Well, it's happened again. I got another Letter to the Editor published in the paper. Blog rants do pay off! I didn't know if links to the online version of the paper would work for non-subscribers, so I copied and pasted the letters below.First is the letter from the pharmacist that irritated me so much I ranted about it on my blog and then wrote a Letter to the Editor.
Don’t force pharmacist to help with abortion
Monday, March 27, 2006
I respond to the March 13 letter to the editor "Don’t let pharmacists decide for patient," from Kathy Oyster. Her attack on Ohio House Bill 469 clearly shows a lack of logic and understanding of the abortion issue.
Even though abortion is legal, it does not give anyone the ability or right to force a physician or other healthcare provider, including a pharmacist, to participate in an abortion against their will.
She is concerned that pharmacists will be allowed to "choose" those to which they will dispense the drugs that "may or will" result in abortion. I doubt if any true pro-life pharmacists would dispense abortifacients to anyone, but why shouldn’t they also be allowed to choose?
Her concern about the lack of a "provision for rape victims" also is flawed. Rape is a terrible thing, and the woman should have all the support and counseling available. But should the child be killed and, thereby, punished for the crime of the father? Is this child any less valuable as a person because it was conceived by force? Using the same logic, what if a child were left on your doorstep "against your will"? Shouldn’t you also be given the choice between killing the child and finding it a home?
As a pharmacist, I am just refusing to be a willing participant in the killing of an innocent child.
Why should the woman be allowed choice, but not the health-care professional?
OK, now my response. Let me first say that my issue was with a person whose job it is to dispense medication that people are legally entitled to refusing to do so. I am NOT debating the pro-life vs. pro-choice issue.
Pharmacist can’t make decisions for others
Sunday, April 02, 2006
I respond to the Monday letter "Don’t force pharmacist to help with abortion," from James F. Haninger.

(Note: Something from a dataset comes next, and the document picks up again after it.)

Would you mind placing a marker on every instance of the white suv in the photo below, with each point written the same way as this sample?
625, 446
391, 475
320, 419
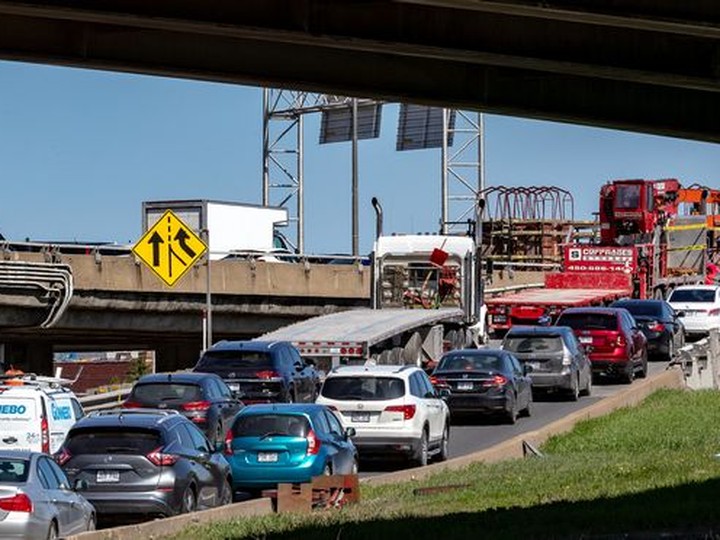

Haninger said, "Why should the woman be allowed choice, but not the health-care professional?" In other words, he believes that healthcare professionals should be allowed the same choice women have in making health-care decisions about themselves.
Haninger doesn’t get to make health-care decisions for other people just because he is a pharmacist. He has a job to do, and, if he is not comfortable doing it, he needs to find a different profession. No one needs him deciding whether or not they get the medicine they are legally entitled to because it might go against his beliefs.
He definitely is in the wrong profession if he thinks he can personally decide who deserves help via medication and who doesn’t. If someone comes in for their cancer medication and he doesn’t think they look sick enough, is he just going to decide they can’t have their pills this month?
My last sentence was not printed in the paper, don't know why - maybe space considerations or they just didn't like it!